Unions challenge DHS rules
Four unions for federal workers sued to stop the implementation of final personnel rules for DHS.
Four unions representing federal workers filed a lawsuit today to stop the implementation of final personnel rules for Homeland Security Department employees, alleging that the rules cut back and destroy the workers' right to collective bargaining.
The lawsuit was filed in federal court in Washington, D.C., less than 24 hours after Bush administration officials announced the changes for the agency that merged 22 departments after the Sept. 11, 2001, terrorist attacks.
The unions charge that the new rules -- which will be implemented in phases beginning later this year -- removed DHS employees from longstanding rights to bargain collectively. The lawsuit asks the federal court to declare those regulations unlawful and to prevent their implementation.

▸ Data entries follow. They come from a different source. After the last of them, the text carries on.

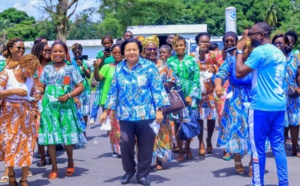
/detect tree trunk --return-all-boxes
[44,0,78,42]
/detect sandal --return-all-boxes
[199,142,205,156]
[0,176,8,183]
[223,152,231,161]
[27,171,33,177]
[48,172,57,180]
[8,172,18,186]
[291,149,300,158]
[186,148,193,159]
[66,167,75,176]
[248,162,252,178]
[177,151,185,162]
[206,138,213,154]
[172,145,179,153]
[234,162,245,175]
[20,180,28,186]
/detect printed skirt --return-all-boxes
[0,100,36,167]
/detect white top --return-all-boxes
[5,69,33,100]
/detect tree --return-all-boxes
[0,8,38,41]
[0,19,12,42]
[44,0,78,42]
[67,8,101,39]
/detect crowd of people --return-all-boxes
[0,22,300,186]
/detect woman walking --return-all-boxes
[195,32,224,156]
[142,35,178,170]
[0,54,40,185]
[94,45,123,157]
[31,42,51,167]
[89,35,115,124]
[167,36,201,162]
[39,40,85,179]
[213,32,252,175]
[72,43,91,129]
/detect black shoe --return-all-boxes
[37,161,47,167]
[121,172,134,184]
[138,177,150,185]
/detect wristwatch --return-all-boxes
[236,50,244,54]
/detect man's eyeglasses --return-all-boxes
[274,42,283,46]
[44,49,51,53]
[248,32,262,37]
[16,46,25,50]
[225,39,234,43]
[146,48,157,52]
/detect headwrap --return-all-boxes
[142,35,159,48]
[223,31,239,42]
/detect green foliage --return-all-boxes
[67,8,100,39]
[0,0,300,41]
[0,8,38,41]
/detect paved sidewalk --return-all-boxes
[0,93,300,186]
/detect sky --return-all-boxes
[0,0,100,21]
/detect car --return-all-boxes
[186,36,224,55]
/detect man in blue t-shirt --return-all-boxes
[236,22,289,186]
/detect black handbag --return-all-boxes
[285,79,300,98]
[162,85,185,115]
[177,110,201,140]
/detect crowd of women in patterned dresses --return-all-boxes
[0,21,300,185]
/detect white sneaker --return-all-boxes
[89,118,95,125]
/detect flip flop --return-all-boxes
[0,176,8,183]
[48,172,57,180]
[66,167,75,176]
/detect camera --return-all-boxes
[75,55,88,61]
[104,48,110,53]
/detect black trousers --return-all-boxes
[120,119,155,179]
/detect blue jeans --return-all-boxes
[248,109,289,186]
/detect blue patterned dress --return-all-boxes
[213,56,251,154]
[104,58,170,121]
[285,52,300,126]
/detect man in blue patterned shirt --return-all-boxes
[100,39,169,185]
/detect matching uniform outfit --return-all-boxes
[245,44,288,186]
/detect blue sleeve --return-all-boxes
[104,68,119,110]
[212,58,233,84]
[71,66,83,85]
[245,47,263,70]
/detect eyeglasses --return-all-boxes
[16,46,25,50]
[199,41,210,44]
[44,49,51,53]
[146,48,157,52]
[248,32,262,37]
[274,42,283,46]
[225,39,234,43]
[112,52,121,55]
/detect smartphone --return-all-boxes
[104,48,110,53]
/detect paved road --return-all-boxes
[0,93,300,186]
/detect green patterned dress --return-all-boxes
[167,55,201,109]
[38,62,86,145]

"The employees losing their basic rights are the same men and women who guard our borders every single day," said Colleen Kelley, president of the National Treasury Employees Union. "There is absolutely no basis for stripping them of their rights while asking them to help keep America and our way of life intact."
NTEU and three other unions -- the American Federation of Government Employees, the National Association of Agriculture Employees and the National Federation of Federal Employees -- said in their lawsuit that the new rules would restrict appeals to independent boards that arbitrate labor disputes.
The lawsuit states that the new rules would prevent independent labor boards from easing penalties imposed on employees accused of misconduct.
DHS officials had no immediate comment on the union lawsuit.